Glypto-Salon XII: Augustus’ langer Schatten: Wie die Römer noch immer Deutschland prägen

  • Vortrag von Fabian Wahl
  • Anmeldung: ab 23. Februar 2026
  • Treffpunkt: Antikensammlungen
  • Einlass ab 17:30 Uhr
  • Kosten: € 15,-

Die Römer und ihr Erbe sind im Südwesten Deutschlands bis heute sichtbar und präsent – von der Porta Nigra in der ehemaligen römischen Kaiserstadt Trier über Limes-Museen und Kastelle bis hin zu Überresten römischer Siedlungen und Stadtmauern. Diese materiellen Zeugnisse antiker Herrschaft sind eindrucksvoll und weithin bekannt. Doch wie weit reicht der Einfluss Roms über diese sichtbaren Hinterlassenschaften hinaus? In welchem Maße prägen römische Städte, Verkehrswege und institutionelle Strukturen unser Land bis heute?

Der Vortrag geht diesen Fragen auf Grundlage aktueller empirischer Forschung nach. Er zeigt, dass zahlreiche moderne Verkehrswege noch immer römischen Trassen folgen, dass ehemals römische Städte bis heute eine besondere Bedeutung besitzen und dass sich der einst römisch geprägte Teil Deutschlands in verschiedenen Dimensionen – etwa wirtschaftlicher Entwicklung, Innovationskraft und Gesundheit – systematisch unterscheidet. Darüber hinaus lassen sich Unterschiede im unternehmerischen Verhalten und in bestimmten Persönlichkeitsmerkmalen feststellen. Roms Vermächtnis wirkt somit in vielfacher Hinsicht fort. Wir stehen – im wörtlichen wie im übertragenen Sinne – auf den Schultern der Antike.
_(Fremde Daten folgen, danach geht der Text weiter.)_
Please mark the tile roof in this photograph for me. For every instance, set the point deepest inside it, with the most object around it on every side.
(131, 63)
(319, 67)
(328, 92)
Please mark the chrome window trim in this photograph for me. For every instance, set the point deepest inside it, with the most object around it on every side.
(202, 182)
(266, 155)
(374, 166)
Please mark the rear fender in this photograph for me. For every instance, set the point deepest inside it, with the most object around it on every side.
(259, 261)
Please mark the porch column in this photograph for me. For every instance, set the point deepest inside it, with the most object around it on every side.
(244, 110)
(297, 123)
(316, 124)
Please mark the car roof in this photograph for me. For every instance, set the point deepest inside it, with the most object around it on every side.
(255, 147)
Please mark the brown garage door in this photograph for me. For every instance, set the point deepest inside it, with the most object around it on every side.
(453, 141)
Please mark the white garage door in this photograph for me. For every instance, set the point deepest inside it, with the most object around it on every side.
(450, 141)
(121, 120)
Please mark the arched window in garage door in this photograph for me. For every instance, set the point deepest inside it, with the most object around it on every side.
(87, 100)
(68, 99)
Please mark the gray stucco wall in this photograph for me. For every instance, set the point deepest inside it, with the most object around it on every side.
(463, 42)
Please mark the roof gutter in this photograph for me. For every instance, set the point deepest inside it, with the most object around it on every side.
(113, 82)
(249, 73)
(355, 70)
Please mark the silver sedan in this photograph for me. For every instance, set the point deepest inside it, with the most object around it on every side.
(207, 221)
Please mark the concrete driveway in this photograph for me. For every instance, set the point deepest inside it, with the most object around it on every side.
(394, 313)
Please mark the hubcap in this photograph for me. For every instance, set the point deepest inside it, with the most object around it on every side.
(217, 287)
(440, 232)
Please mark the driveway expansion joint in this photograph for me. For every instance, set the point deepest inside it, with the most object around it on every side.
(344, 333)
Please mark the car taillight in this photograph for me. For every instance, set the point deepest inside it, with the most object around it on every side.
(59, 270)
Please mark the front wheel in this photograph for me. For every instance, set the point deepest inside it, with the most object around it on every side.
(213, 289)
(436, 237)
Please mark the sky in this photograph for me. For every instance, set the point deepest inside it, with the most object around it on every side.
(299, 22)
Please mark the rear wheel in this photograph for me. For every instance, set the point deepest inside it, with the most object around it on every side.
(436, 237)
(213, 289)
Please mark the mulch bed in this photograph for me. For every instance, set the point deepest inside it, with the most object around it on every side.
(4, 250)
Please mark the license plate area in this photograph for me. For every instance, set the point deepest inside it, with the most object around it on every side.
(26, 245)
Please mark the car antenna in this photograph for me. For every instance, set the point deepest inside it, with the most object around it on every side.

Fabian Wahl (geb. 1987 in Weingarten) ist Wirtschaftshistoriker am Institut für Wirtschafts- und Sozialgeschichte der WU Wien.  Er studierte VWL an der Universität Hohenheim in Stuttgart, wo er sich 2016 auch bei Sibylle Lehmann-Hasemeyer promovierte und bis 2023 als PostDoc angestellt war. Seine Forschung konzentriert sich auf Fragen der Determinanten langfristiger regionaler Entwicklungsprozesse in Deutschland und Europa. Seine Forschung umfasst dabei ein weites zeitliches Spektrum von der Antike bis ins 20. Jahrhundert. Wobei momentan ein Schwerpunkt auf der Erforschung der Effekt des römischen Erbes in Deutschland, sowie den Ursachen und Auswirkungen von Kriegen und Konflikten wie dem Bauernkrieg, dem 30-jährigen Krieg und dem 2. Weltkrieg liegt.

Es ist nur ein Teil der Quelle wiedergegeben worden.